Robert Key MP

22 Mar 2010 06:17:34

Robert Key tells the Commons about the moment he cheated death as a 10-year-old schoolboy

Picture 24 Last week saw the Second Reading of the Cluster Munitions (Prohibitions) Bill, which will ban the use, development, production and acquisition of cluster bombs.

The debate included a remarkable speech from Robert Key, the Conservative MP for Salisbury who is about to step down from Parliament. He explained that his passionate support for the Bill dates back to an incident from his childhood. As he explained:

"On Friday 13 May 1955, when I was 10 years old, I was on Swanage beach in Dorset with some 20 other children of about the same age. We were doing what children on a beach on a Friday afternoon in May do-building sandcastles, digging holes in the sand, making dams and so on. I was building my castle with a chap called Richard Dunstan: five of my friends were digging holes, and then one of them found a tin. He thought that it was Spam, or something really exotic-yes, Spam was exotic in 1955. He was wrestling to move it, because it was lodged between two rocks. He got out a shoehorn but could not break the tin open. The boys stood back, and were seen throwing things at it.

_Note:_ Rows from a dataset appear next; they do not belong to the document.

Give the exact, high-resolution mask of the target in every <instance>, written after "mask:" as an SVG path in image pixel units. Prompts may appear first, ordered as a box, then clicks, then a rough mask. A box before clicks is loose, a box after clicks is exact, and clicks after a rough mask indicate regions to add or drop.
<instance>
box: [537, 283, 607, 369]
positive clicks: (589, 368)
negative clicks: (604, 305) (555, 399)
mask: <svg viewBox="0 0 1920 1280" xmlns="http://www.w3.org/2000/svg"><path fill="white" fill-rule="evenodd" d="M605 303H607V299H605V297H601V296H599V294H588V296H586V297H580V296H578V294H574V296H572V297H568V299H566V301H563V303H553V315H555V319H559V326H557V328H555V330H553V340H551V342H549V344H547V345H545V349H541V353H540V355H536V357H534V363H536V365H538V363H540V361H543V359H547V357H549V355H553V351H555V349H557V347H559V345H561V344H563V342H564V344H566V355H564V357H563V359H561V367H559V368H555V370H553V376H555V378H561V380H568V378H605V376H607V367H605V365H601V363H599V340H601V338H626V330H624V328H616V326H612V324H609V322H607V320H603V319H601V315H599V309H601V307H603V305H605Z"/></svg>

"My friend and I got bored. We turned round. We had our backs to our friends, and were about the same distance from them as I am from you, Mr. Deputy Speaker, when there was a huge explosion. We were blown into the sea, and lived. Five of my friends died. Five British children were blown up by a British mine on a British beach, within my living memory, and the living memory of many other people. It was an extraordinary thing. It happened in the middle of the 1955 general election. The front page of the following day's edition of The Daily Telegraph carried a story with the headline, "4 Boys Die, One Missing in Explosion". Below that, smaller headlines stated, "Big Crater Torn in Beach" and "Wartime Mine Theory".

"There was not much theory involved for the five who were killed, or for the two of us who were the luckiest people alive. I still think that I am the luckiest person alive in this House."

He went on to explain how, as a minister decades later, he had obtained the police and coroner's records from the time, which recorded that there were dozens of mines unaccounted for on Swanage beach after a clearance certificate had been issued.

He concluded, in what could yet turn out to be his final speech in the Commons:

"This is a horrendous story, and I repeat it to the House to point out that on the issue of mine clearance, whether it is cluster bombs, cluster munitions or mines of any kind, the impact is the same on a child of 10 at play, whether in Beirut or in Swanage. Personally, I would like to see the mystery of the missing mines of Swanage bay cleared up."

"I support the Bill-of course I do, after what I have been through in my life. I still think I am the luckiest Member to be alive. It motivated me in my politics, and it motivated me to be interested in defence once I came to the House. I have done that for 27 years. I hope the lessons of Swanage beach will not be forgotten. I hope the Bill will be but one step on the road to realising that although war may have to be fought, we should always strive to do it honourably, morally, with integrity, and always and everywhere with the minimum impact on a civilian population that has not put itself in harm's way. That is my wish, and that is why I support the Bill."